Coronavirus vaccines

Minnesota health officials are redirecting doses of coronavirus vaccine as some rural counties have more shots than they need to vaccinate their remaining senior citizens.

Ten Minnesota counties have already hit Gov. Tim Walz's goal of getting 70 percent or more of seniors vaccinated. On the other end, 15 counties have not yet hit 50 percent. Statewide, 56 percent of seniors have gotten at least one dose.

"We are working with the coalitions to say, we need to adjust the allocations so we get more to the places geographically that have not had as easy access," Health Commissioner Jan Malcolm told a Senate committee this week.

Vaccine access in the Metro is quickly improving as health systems increase eligibility to 65 and older because of additional supply.

In the Metro, HealthPartners, Allina, M Health Fairview and Essentia this week expanded eligibility to anyone 65 and older, matching what Walz has allowed since mid-January.

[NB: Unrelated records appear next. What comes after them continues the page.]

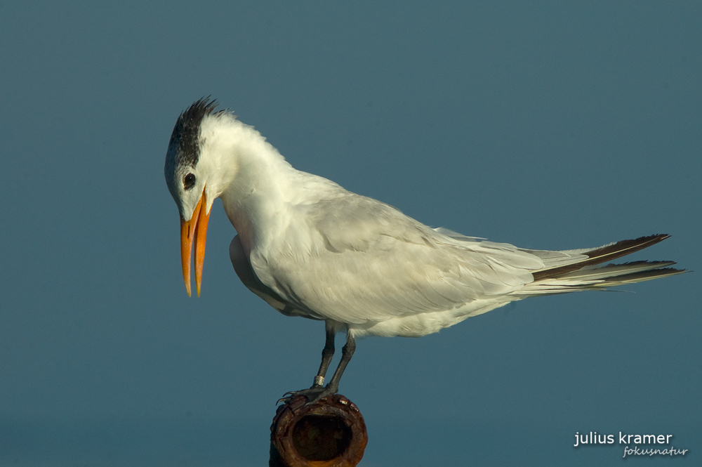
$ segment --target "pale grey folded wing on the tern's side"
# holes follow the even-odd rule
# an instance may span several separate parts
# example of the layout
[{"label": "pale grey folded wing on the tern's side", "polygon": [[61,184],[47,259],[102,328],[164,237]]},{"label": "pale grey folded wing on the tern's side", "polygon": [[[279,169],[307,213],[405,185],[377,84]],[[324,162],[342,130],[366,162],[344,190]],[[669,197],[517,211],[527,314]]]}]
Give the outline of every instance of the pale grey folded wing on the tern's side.
[{"label": "pale grey folded wing on the tern's side", "polygon": [[251,251],[260,283],[310,317],[354,324],[510,294],[544,267],[536,254],[451,238],[352,193],[296,205],[278,237]]}]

The major health systems had all started with an age-75 cutoff because of strong demand.

But for weeks, Twin Cities-area seniors have told stories about driving an hour or more to rural towns where they found available appointments.

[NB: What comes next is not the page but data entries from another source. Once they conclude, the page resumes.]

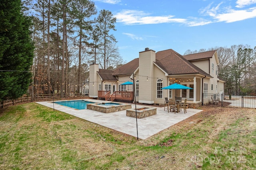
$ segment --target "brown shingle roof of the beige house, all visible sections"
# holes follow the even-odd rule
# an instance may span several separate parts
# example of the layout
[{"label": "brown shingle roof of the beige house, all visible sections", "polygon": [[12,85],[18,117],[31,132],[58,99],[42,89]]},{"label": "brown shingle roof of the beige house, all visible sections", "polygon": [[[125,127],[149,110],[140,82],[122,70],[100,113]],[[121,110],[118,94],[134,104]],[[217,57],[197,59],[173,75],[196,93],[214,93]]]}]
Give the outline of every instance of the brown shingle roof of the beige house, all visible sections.
[{"label": "brown shingle roof of the beige house, all visible sections", "polygon": [[[190,63],[192,60],[207,59],[213,57],[216,51],[207,51],[203,53],[196,53],[191,55],[182,56],[172,49],[158,51],[156,53],[156,62],[162,70],[168,75],[179,74],[202,74],[204,76],[210,76],[202,69],[198,68],[194,64]],[[189,61],[188,61],[189,59]],[[102,70],[98,72],[103,80],[117,80],[115,76],[118,75],[130,75],[139,67],[139,59],[134,59],[129,63],[122,65],[114,71]],[[108,73],[108,74],[106,74]]]}]

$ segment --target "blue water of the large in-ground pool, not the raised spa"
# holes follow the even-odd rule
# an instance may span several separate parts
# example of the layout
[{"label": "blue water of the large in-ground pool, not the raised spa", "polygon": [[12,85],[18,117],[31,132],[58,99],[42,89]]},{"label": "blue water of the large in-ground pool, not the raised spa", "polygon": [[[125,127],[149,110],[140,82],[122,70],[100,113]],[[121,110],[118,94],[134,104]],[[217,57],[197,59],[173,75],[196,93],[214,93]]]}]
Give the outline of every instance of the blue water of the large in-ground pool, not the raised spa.
[{"label": "blue water of the large in-ground pool, not the raised spa", "polygon": [[80,110],[80,109],[87,109],[87,104],[93,104],[95,102],[88,102],[84,100],[71,100],[71,101],[61,101],[61,102],[54,102],[54,103]]}]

Six of the 10 counties that have hit Walz's 70 percent threshold are in northern Minnesota, led by Mahnomen County at 90 percent and Cook County at 88 percent.

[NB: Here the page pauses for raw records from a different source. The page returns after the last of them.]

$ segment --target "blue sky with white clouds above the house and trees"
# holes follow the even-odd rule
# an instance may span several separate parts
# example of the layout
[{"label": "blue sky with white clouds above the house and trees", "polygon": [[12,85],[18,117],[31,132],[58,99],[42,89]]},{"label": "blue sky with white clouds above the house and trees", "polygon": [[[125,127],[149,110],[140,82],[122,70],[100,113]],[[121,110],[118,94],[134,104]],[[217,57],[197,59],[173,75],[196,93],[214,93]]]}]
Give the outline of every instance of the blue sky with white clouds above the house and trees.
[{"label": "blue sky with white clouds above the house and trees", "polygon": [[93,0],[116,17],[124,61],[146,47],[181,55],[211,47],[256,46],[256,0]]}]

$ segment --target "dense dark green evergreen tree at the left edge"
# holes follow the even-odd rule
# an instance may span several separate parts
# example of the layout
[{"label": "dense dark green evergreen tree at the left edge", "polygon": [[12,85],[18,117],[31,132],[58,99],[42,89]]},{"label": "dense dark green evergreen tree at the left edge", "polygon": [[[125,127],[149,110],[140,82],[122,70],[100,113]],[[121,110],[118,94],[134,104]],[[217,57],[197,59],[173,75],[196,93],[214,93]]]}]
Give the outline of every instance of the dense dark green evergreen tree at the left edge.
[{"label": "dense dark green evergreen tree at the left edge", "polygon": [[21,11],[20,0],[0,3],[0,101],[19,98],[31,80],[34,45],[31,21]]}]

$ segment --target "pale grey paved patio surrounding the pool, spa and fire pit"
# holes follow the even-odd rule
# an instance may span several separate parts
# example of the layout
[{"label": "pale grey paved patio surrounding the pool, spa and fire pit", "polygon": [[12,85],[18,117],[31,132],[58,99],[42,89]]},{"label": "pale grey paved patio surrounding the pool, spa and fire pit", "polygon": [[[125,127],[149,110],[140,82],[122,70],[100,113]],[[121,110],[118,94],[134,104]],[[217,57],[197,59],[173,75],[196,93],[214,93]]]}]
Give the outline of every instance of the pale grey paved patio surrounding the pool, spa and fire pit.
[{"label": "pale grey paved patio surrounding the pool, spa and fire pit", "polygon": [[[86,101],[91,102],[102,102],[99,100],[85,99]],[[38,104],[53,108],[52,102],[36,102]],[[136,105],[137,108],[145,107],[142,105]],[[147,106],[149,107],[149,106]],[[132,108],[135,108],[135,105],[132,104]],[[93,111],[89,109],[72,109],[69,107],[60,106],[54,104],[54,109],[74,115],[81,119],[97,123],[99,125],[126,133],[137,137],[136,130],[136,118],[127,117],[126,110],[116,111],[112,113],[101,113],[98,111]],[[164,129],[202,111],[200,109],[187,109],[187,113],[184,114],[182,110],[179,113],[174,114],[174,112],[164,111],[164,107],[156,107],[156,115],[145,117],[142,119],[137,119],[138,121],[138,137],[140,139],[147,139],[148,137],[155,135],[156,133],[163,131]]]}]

Some northern counties are reporting a "saturation" of vaccines and are struggling to find remaining seniors who want a shot, state infectious disease director Kris Ehresmann said.

"There's been outreach and folks are not interested at this point," Ehresmann said. Some people are waiting to get the Johnson & Johnson vaccine because it's a single shot, she said.

Pharmacies are redirecting some Pfizer and Moderna supply to other parts of the state with higher demand, she said.

The seven-county Metro falls more closely in line with the statewide average of 56 percent of seniors getting at least a first dose. But Anoka County is the second-worst in the state, at 39 percent -- slightly more than halfway to the governor's threshold. Isanti County is the lowest, at 38 percent.

Dave Lethert, 87, who lives in Inver Grove Heights, said he found it "impossible" to get a vaccine near his home. Two weeks ago, he booked an appointment at a Thrifty White pharmacy in Waseca, more than an hour away. (LINK TO THRIFTY WHITE APPOINTMENTS:

"I looked everywhere, and no one had any available," Lethert said in an interview. "I went in (to the Waseca pharmacy), got a shot. Sat and waited next to a person from Woodbury who got the shot after I did because she couldn't find any either."

Walz said Wednesday that state officials would closely monitor demand to see where uptake rates were falling short. He said Minnesota would "significantly beat" his original goal to have 70 percent of seniors vaccinated by the end of this month.

At the current pace, the state will hit the 70 percent threshold by mid-March. Walz has placed 44,000 food processing plant workers and 28,000 people with specific high-risk medical conditions next in line.